HRE GROUP PRESS RELEASE: Tuesday 12th Decemeber 2023
▲A view of the bridge prior to National Highways carrying out its infill scheme. (Credit: Richard Humphrey)
▲An aerial view showing the bridge and route of the old railway to its north-east. (Credit: The HRE Group)
National Highways has until 10 April 2024 to remove more than a thousand tonnes of stone and concrete used to bury a historic railway structure.
In spring 2021, the state-owned roads company infilled St Andrew’s Lane bridge at Congham, Norfolk, 17 months after telling the Borough Council of King’s Lynn & West Norfolk that the project would be carried out under permitted development rights – known as Class Q – that only apply to temporary works in emergency situations.
National Highways’ failure to remove the material within 12 months – as it was obliged to do to comply with the rights – resulted in the Council asking for a retrospective planning application which members of its planning committee voted 14-0 to refuse due to conflicts with local and national policies relating to heritage and landscape.
The company has stated its intention to appeal against the decision to the Planning Inspectorate. However, the Council has now issued an enforcement notice requiring the bridge and surrounding land to be returned to its previous state within three months of the notice coming into effect on 10 January 2024. Any appeal has to be submitted before this date.
According to National Highways, the bridge was in “very poor condition” and “we do not feel that the [Council’s planning application] decision adequately reflects the safety concerns we have for Congham Road bridge”. However, a 2019 inspection report provided to the Council describes the structure as being in Fair condition, whilst its carriageway-supporting girders were assessed as having a capacity of 40 tonnes. St Andrew’s Lane is narrow and lightly trafficked, with low speeds due to restricted visibility.
The bridge was reconstructed in 1926 using an innovative system of modular concrete products pioneered by engineer William Marriott. National Highways claims there are two better examples elsewhere in Norfolk, but these mostly comprise traditional brickwork or masonry. St Andrew’s Lane bridge was more elaborate and the only survivor built entirely to the Marriott system.
Graeme Bickerdike, a member of The HRE Group of engineers, heritage campaigners and greenway developers, said: “National Highways acted opportunistically at Congham, unlawfully exploiting Class Q rights to undertake permanent works for routine asset management purposes. Although the bridge had a collection of defects, there was no emergency or any prospect of one, as demonstrated by the 17-month delay before the project actually started.

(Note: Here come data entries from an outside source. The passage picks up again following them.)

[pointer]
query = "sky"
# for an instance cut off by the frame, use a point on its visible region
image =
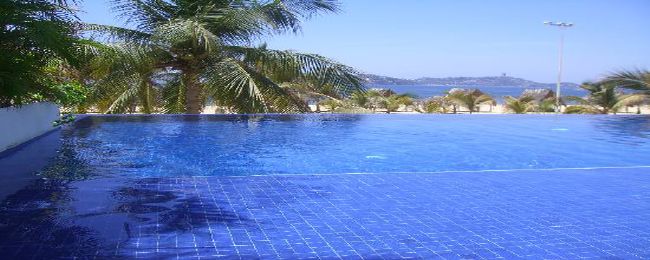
(446, 38)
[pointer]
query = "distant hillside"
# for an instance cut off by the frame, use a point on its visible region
(462, 82)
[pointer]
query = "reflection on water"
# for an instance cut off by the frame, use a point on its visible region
(624, 127)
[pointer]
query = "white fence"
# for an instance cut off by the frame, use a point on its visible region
(21, 124)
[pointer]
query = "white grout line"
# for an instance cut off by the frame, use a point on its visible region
(430, 172)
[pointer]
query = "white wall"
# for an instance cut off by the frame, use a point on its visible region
(21, 124)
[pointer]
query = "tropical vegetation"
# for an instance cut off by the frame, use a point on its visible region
(39, 48)
(181, 55)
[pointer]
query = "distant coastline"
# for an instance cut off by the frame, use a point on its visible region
(498, 81)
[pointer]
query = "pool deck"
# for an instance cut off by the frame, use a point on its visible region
(567, 214)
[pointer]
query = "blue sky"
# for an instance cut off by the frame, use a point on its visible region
(418, 38)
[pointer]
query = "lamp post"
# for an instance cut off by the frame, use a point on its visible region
(562, 26)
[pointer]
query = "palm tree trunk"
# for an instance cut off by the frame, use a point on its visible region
(193, 99)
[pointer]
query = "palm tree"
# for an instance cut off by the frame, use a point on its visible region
(394, 102)
(603, 98)
(636, 80)
(471, 99)
(437, 104)
(202, 49)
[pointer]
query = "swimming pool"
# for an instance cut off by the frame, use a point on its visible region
(156, 146)
(331, 186)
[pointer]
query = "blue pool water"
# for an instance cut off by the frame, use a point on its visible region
(277, 187)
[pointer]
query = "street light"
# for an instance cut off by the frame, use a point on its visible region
(562, 26)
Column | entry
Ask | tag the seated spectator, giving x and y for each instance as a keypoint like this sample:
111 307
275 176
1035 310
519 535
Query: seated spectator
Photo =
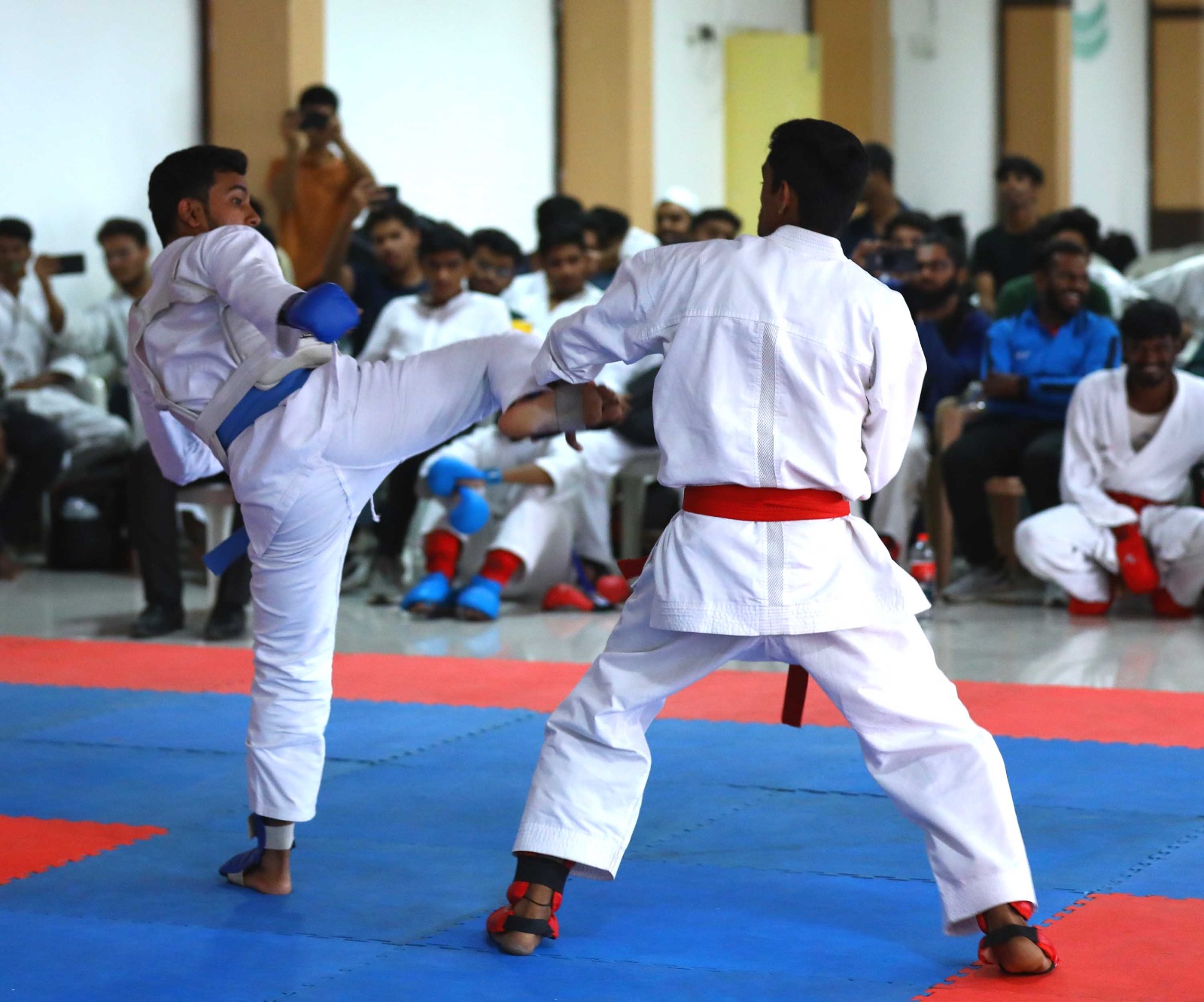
716 224
533 490
1111 292
1031 366
156 540
951 335
33 448
311 184
610 229
892 258
1007 250
565 290
1132 437
879 200
99 334
445 314
394 270
674 212
35 370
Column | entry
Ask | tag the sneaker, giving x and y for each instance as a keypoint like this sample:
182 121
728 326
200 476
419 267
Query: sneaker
385 582
157 621
978 584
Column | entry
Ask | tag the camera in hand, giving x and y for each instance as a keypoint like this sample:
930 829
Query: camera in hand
315 120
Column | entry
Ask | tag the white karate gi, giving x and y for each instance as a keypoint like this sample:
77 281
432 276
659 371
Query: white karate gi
786 366
537 524
28 347
301 472
409 324
528 296
1073 543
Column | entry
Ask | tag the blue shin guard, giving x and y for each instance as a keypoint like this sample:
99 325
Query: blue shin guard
281 839
431 591
482 597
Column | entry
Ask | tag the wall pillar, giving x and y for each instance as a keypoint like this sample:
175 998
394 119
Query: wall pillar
1035 90
1177 122
856 77
606 104
259 57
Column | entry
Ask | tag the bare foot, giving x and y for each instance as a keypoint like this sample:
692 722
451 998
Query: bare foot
1017 955
524 943
271 876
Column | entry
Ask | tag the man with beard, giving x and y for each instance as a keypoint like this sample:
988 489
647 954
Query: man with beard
1132 437
1031 366
951 335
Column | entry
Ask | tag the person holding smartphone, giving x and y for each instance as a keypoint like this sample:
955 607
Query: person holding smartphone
311 184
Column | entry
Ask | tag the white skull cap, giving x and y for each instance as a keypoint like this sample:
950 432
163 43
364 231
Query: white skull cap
682 196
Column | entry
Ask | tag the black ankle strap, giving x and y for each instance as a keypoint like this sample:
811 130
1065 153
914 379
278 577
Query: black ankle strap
543 870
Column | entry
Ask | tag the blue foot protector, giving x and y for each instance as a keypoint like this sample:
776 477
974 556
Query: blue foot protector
431 591
236 866
483 597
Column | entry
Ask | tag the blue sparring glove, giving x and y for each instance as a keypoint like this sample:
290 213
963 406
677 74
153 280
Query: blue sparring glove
325 311
442 477
471 513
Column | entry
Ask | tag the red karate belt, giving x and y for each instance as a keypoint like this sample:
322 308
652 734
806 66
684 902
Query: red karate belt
764 504
770 504
1133 501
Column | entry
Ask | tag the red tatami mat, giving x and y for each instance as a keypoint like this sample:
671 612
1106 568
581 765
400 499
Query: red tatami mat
1111 948
1123 715
33 845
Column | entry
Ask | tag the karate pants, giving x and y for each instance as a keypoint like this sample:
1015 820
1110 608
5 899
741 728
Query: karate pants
941 770
539 530
1063 545
397 410
897 504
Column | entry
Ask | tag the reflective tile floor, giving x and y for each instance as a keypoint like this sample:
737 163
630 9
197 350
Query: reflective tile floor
983 642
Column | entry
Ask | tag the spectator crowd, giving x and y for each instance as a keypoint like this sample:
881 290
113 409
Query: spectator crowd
1057 362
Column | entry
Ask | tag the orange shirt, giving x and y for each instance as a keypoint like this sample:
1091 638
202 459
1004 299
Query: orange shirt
319 199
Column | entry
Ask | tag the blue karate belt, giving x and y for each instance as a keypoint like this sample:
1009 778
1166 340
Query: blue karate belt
254 405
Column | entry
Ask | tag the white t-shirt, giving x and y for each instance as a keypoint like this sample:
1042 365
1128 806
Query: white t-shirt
409 324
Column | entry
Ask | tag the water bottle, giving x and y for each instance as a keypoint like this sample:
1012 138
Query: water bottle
923 563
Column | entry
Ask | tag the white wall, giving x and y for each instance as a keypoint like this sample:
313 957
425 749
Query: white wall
1109 116
451 102
945 106
98 93
688 86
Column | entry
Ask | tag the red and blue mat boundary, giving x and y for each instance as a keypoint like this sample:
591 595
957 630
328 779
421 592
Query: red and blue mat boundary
766 863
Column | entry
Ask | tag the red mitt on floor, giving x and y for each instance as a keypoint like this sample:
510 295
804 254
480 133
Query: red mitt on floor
1133 557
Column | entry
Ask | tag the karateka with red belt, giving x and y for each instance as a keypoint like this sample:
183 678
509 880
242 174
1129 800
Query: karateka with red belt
1132 437
789 386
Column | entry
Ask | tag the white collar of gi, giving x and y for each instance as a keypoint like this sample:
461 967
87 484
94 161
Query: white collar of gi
816 244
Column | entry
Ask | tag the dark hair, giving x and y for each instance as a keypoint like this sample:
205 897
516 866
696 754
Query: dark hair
610 224
559 236
17 228
130 228
1021 165
880 160
1117 248
557 211
720 214
318 94
1045 257
1077 220
1150 318
443 236
824 165
187 174
954 246
497 241
917 220
399 211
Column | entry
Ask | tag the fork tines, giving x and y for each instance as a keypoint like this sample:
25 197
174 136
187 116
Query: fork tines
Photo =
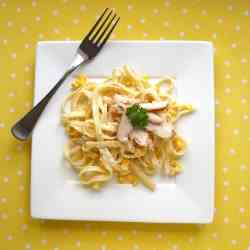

“To convince the Council of its case, the company misrepresented its own engineering evidence and sought to downplay the bridge’s historical significance. No traffic survey was conducted to help in assessing the risks associated with the structure, resulting in actions that were unjustified and disproportionate. They didn’t even seek the Parish Council’s view.
“The bridge was valued by the community and locals want to see it restored; we therefore welcome the issuing of an enforcement notice. Work to remove the infill should start immediately, but we expect NH to fight on.”
Costing £127K, the infilling of Congham bridge was one of 51 such schemes completed by National Highways since it assumed responsibility for the Department for Transport’s Historical Railways Estate in 2013. None has been started since the government paused the company’s controversial programme in July 2021, but six structures are intended for infilling next summer, subject to planning permission being granted.